L’image est, chez Eckhart, ce concept transversal qui permet de penser les deux pôles de l’incréé et du créé et leur tension. D’abord pensée dans son engendrement intradivin, l’image est ensuite étudiée du point de vue de l’activité noétique humaine. L’intellect perçoit, à même la création, la présence des formes dans la matière, élaborant ainsi une espèce, sensible puis intellectuelle. Si l’intellect est la faculté des images, il est image à différents niveaux : il possède naturellement une dimension de surnaturalité, qui le rend apte à la saisie des formes séparées de la matière. Mais il devient pleinement image de Dieu lorsqu’il atteint une ligne de crête où les créatures ne sont plus saisies dans leurs images mais dans leurs archétypes, en Dieu. Il n’est plus à l’image mais image : les images des créatures cessent de se former en lui comme autant d’écrans intermédiaires, et par là distincts. Dans le Verbe, tout est égal, indistinct et un. La vie intellectuelle est vie de l’âme équanime puisque « en Dieu », comme le remarque Eckhart dans le Sermon allemand 9, « les images de toutes choses sont égales, même si ce sont les images de choses inégales. L’ange le plus élevé, l’âme et le moucheron ont une image égale en Dieu » [29].

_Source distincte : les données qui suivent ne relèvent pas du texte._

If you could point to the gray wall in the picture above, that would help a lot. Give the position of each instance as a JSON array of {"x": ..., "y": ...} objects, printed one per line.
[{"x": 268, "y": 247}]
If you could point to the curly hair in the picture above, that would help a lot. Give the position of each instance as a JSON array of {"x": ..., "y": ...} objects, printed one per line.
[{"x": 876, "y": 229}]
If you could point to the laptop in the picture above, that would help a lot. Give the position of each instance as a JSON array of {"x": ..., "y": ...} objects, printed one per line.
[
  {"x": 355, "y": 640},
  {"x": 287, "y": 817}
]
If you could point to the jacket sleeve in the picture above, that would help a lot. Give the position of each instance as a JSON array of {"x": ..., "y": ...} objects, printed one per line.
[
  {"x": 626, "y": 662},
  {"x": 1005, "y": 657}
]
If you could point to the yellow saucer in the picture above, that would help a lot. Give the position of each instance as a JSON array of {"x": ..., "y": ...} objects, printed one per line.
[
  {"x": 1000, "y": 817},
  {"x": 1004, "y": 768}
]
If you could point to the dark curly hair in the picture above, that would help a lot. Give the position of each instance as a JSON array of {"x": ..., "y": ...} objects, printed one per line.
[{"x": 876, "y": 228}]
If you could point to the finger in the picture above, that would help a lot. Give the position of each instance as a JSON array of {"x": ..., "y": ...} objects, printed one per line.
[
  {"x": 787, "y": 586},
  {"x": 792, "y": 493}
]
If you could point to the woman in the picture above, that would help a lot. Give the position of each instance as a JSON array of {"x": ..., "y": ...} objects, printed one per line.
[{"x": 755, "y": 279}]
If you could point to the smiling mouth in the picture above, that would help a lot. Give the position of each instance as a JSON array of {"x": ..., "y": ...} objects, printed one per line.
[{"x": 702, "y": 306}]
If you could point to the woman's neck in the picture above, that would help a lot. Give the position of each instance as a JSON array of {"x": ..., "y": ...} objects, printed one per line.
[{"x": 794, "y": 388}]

[22] Eckhart, Sermo XLIX, n. 512, Op. cit., p. 411 ; LW IV, p. 427.
[23] Eckhart, Traité de l’homme noble, trad. fr. A. de Libera, Paris, G.-F. Flammarion, 1995, p. 180 ; DW V, p. 116.
[24] Eckhart, Sermon allemand 104a, trad. fr. E. Mangin, Op. cit., p. 175 ; DW IV, 1, pp. 587-589.
[25] Ibid., p. 176 ; DW IV, 1, p. 590.
[26] Eckhart, Commentaire de l’Evangile selon s. Jean, n. 119, Op. cit., p. 237 ; LW III, p. 104.
[27] Eckhart, Sermon allemand 2, trad. fr. A. de Libera, Op. cit., p. 231 ; DW I, p. 27.
[28] Eckhart, Sermon allemand 10, trad. fr. A. de Libera, Op. cit., p. 284 ; DW I, p. 166.
[29] Eckhart, Sermon allemand 9, trad. fr. A. de Libera, Op. cit., p. 276 ; DW I, p. 148.